Again, the phenomenon to which you are referring can be more properly characterized as anti-intellectualism, which Richard Hofstadter attributes - following deTocqueville's line of argument (but he does not acknowledge that) - to superficial egalitarianism, individualism, the cult of business, and the influence of evangelical religiosity.

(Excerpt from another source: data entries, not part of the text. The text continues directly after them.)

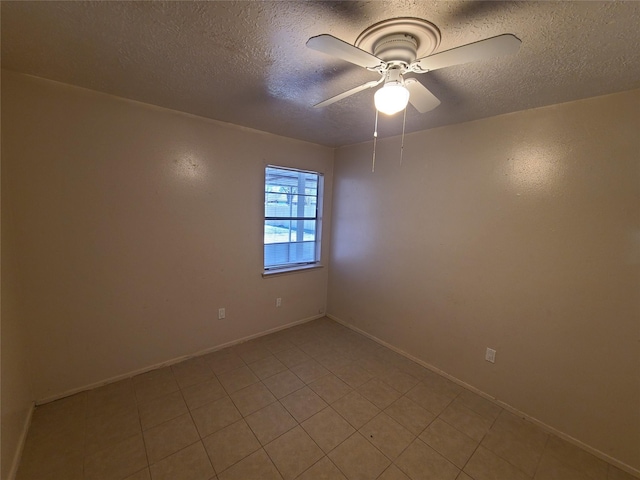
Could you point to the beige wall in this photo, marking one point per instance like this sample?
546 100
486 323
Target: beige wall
133 225
519 233
17 396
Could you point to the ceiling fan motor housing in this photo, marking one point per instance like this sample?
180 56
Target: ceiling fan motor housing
398 47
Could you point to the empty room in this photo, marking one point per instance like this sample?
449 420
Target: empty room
314 240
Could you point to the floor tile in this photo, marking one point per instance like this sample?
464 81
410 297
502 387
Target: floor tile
467 421
442 386
303 403
112 398
333 360
309 371
267 367
330 388
169 437
293 453
356 409
270 422
191 463
192 371
428 399
105 430
400 381
464 476
51 467
485 465
257 466
252 398
410 415
480 405
323 469
421 462
292 357
162 409
202 393
393 473
577 458
277 344
378 393
551 468
617 474
328 429
214 416
116 462
284 383
141 475
358 459
315 347
516 450
251 351
452 444
224 361
154 387
353 375
524 430
387 435
230 445
237 379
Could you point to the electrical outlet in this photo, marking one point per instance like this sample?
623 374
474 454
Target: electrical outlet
490 356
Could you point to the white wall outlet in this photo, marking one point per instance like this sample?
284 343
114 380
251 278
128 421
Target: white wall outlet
490 356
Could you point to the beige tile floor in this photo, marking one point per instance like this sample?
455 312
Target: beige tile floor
315 401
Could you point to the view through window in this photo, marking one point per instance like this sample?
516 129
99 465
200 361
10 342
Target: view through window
291 222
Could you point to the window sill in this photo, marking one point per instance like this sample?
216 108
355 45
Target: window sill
284 271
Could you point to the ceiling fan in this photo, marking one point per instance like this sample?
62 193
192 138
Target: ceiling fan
396 47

An important corollary to Hofstadter's argument - formulated in the early 1960s - is how much the country has changed since that time. Anti-intellectual appeals and gutter populism used to be a sure way to win elections until the 1960s. For example, in 1828 the anti-intellectualist populist Jackson received 55.97% of the popular vote while the "intellectual" Adams receiving only 43.63%. That division was replicated without much change in 1952 when anti-intellectualist populist Eisenhower ("egghead" was his catch phrase) got 55.18% of the popular vote while the intellectual Stevenson got 44.3%. Now fast forward to 2000. The gutter populist Bush got 47.87% of the popular vote and LOST to the intellectual Gore who gained 48.38%.

Times are changing in the US and the tidal wave is turning against the Boobus Americanus - to borrow the nifty catch phrases coined by HL Mencken - a fellow Baltimorean whose writings I greatly enjoy. The Boobuses know that and mobilize to fight it, as evidenced by the ferocity of the Bush campaign - but the numbers are slowly turning against them. They may or may not pull it in 2004 but they are becoming a minority - very vocal, very angry, and very vicious - but a minority nonetheless.